The metal fell 0.5 percent as investors were drawn to riskier assets as the S&P 500 climbed to a five-year high with a string of recent merger activity suggesting stocks could offer even more value.

Technical weakness also sent precious metals lower across the board. Silver fell around 2 percent to a six-month low.

Fading currency risks about a chaotic break-up of the euro zone and recent data showing continued economic recovery around the world have lessened the need for bullion among investors, analysts said.

"You are seeing gold become an asset that investors no longer need to jump in on because the fact that these currencies are not going any time soon. So, the currency hedge is reduced markedly," said Adam Sarhan, chief executive of Sarhan Capital.

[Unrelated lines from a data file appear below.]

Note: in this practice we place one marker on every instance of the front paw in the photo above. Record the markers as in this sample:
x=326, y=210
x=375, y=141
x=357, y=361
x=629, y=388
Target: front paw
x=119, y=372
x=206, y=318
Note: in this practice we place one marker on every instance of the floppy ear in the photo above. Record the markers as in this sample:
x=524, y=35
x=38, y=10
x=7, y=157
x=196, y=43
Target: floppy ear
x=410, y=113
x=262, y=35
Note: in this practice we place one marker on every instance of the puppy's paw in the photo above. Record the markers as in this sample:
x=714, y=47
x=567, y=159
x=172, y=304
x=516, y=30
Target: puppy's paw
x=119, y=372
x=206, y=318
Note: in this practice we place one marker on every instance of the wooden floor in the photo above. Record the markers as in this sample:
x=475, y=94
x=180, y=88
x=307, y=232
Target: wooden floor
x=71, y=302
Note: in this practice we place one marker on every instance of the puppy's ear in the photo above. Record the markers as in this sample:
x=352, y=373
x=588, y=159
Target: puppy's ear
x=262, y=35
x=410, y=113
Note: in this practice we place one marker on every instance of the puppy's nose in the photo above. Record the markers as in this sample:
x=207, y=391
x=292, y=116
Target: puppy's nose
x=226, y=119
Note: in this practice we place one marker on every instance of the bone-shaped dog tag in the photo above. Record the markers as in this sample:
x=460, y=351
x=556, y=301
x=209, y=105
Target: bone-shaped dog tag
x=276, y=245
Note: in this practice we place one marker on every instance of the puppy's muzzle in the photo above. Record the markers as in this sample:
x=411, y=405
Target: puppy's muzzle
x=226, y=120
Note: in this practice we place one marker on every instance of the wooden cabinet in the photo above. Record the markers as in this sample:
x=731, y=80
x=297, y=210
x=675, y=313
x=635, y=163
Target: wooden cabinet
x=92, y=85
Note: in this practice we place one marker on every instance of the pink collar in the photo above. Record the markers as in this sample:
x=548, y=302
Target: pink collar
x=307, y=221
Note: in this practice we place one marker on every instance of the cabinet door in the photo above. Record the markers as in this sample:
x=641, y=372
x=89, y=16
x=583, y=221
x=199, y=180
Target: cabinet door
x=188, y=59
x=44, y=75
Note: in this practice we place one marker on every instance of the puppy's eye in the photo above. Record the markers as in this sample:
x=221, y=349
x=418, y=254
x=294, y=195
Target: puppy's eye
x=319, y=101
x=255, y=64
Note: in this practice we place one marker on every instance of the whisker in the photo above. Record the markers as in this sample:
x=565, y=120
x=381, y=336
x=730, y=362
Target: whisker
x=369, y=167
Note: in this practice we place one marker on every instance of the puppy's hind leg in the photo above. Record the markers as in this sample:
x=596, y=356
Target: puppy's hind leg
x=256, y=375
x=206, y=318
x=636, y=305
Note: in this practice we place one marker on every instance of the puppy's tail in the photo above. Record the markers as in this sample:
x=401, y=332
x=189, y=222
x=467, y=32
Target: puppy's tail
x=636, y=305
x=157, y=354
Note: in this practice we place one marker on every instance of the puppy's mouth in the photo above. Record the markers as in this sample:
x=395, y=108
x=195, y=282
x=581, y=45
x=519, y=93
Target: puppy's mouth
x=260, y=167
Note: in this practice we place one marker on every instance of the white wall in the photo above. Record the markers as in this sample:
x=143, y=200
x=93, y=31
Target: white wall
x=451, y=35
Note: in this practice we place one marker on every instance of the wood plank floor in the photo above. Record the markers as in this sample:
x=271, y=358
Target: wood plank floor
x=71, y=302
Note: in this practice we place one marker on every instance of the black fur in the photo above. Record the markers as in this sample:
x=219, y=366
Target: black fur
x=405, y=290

Spot gold fell 0.6 percent to $1,600.66 an ounce by 12:14 p.m. EST (1714 GMT), having earlier hit a low of $1,600.34, near a six-month low of $1,598.04 hit on Friday.

U.S. gold futures for April delivery dropped $8.90 to $1,600.60, with trading volume about 10 percent above its 250-day average, preliminary Reuters data showed.

Volume was higher than usual as it included Monday's electronic trading as U.S. markets were shut for the President's Day holiday.

Last week's 3.5 percent drop - the largest weekly fall since May 2012 - made gold vulnerable to further losses in the short term, traders said.

U.S. regulatory selling showing bullion selling by Notable institutional investors, including George Soros, Julian Robertson and Allianz's PIMCO in the fourth quarter of 2012 also weighed down on sentiment.

Investors will scour the minutes from the latest policy meeting of the U.S. Federal Reserve due on Wednesday for hints on the central bank's attitude to monetary stimulus, which has been a key driver behind gold's rally over the past two years.

Silver, which tends to be more volatile than gold, fell 2 percent to $29.25 an ounce.


Platinum prices fell after platinum producer Anglo American Platinum (AMSJ.J) said operations at its South African mines should resume on Wednesday.

Spot platinum fell 0.3 percent to $1,686.24 an ounce, while palladium edged up 0.1 percent to $762 an ounce.

Year to date, platinum is outperforming gold after Amplats said it planned to restructure its South African mines and to cut 14,000 jobs.

Broker UBS cut its one-month platinum forecast to $1,650 from $1,720, anticipating potential downside risks to sentiment surrounding the broad U.S. automatic spending cuts due in March.